1.) Wie wird das Vorverfahren, d.h. der eigentliche Urkundenprozess abgeschlossen?

2.) In welchen Fällen schließt das Vorverfahren mit einem sog. Vorbehaltsurteil ab?

3.) Auf welche Besonderheiten müssen Sie bei der Abfassung des Vorbehaltsurteils achten?

4.) Wie wird in das Nachverfahren übergeleitet und welchen Zweck hat es?

5.) Was versteht man unter der Bindungswirkung des Vorbehaltsurteils? In welcher Hinsicht kann das Vorbehaltsurteil Bindungswirkung entfalten?

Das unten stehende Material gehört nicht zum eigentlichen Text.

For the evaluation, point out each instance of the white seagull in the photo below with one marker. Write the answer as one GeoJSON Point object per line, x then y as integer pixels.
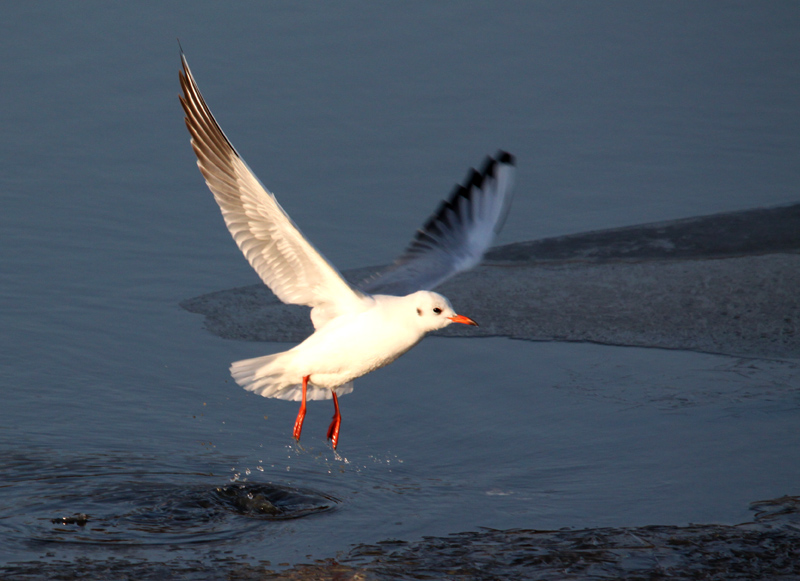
{"type": "Point", "coordinates": [356, 330]}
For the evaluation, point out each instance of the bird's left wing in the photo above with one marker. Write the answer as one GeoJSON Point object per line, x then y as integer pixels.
{"type": "Point", "coordinates": [289, 265]}
{"type": "Point", "coordinates": [457, 235]}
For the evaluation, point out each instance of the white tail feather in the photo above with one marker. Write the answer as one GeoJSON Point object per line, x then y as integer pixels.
{"type": "Point", "coordinates": [267, 377]}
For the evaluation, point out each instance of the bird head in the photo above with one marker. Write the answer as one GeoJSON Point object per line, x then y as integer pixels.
{"type": "Point", "coordinates": [435, 312]}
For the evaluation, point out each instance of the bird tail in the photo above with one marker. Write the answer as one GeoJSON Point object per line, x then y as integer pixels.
{"type": "Point", "coordinates": [268, 376]}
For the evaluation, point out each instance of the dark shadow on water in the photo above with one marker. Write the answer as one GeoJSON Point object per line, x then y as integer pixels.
{"type": "Point", "coordinates": [137, 513]}
{"type": "Point", "coordinates": [766, 548]}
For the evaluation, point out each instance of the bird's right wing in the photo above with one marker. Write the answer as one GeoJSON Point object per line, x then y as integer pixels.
{"type": "Point", "coordinates": [458, 234]}
{"type": "Point", "coordinates": [289, 265]}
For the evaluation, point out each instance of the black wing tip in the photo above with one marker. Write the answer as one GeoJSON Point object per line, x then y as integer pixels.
{"type": "Point", "coordinates": [505, 158]}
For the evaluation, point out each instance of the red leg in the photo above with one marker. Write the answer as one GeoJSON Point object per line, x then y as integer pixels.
{"type": "Point", "coordinates": [333, 430]}
{"type": "Point", "coordinates": [301, 415]}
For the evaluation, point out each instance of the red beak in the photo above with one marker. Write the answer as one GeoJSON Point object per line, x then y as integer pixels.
{"type": "Point", "coordinates": [463, 319]}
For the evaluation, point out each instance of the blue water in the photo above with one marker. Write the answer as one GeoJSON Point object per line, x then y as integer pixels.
{"type": "Point", "coordinates": [116, 403]}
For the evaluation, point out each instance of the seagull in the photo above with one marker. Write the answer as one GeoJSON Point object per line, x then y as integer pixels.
{"type": "Point", "coordinates": [356, 330]}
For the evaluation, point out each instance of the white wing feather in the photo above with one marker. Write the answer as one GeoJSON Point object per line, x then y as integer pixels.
{"type": "Point", "coordinates": [287, 263]}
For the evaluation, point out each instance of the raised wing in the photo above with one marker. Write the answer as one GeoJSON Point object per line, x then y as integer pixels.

6.) Wie wird das Nachverfahren abgeschlossen? Welche Besonderheiten sind dabei zu beachten?



Lösungen:

1.) Das Vorverfahren, d.h. der Urkundenprozess endet mit einem Urteil, das als abweisendes Prozess-, oder Sachurteil sowie als Vorbehaltsurteil ausgestaltet sein kann.
Ein (abweisendes) Prozessurteil ergeht dann, wenn eine oder mehrere der allgemeinen Zulässigkeitsvoraussetzungen nicht vorliegen.
Ein (abweisendes) Sachurteil ergeht dagegen, wenn die Überprüfung der Schlüssigkeit der Klage im Vorverfahren ergibt, dass der vom Kläger geltend gemachte Anspruch von vornherein unbegründet ist.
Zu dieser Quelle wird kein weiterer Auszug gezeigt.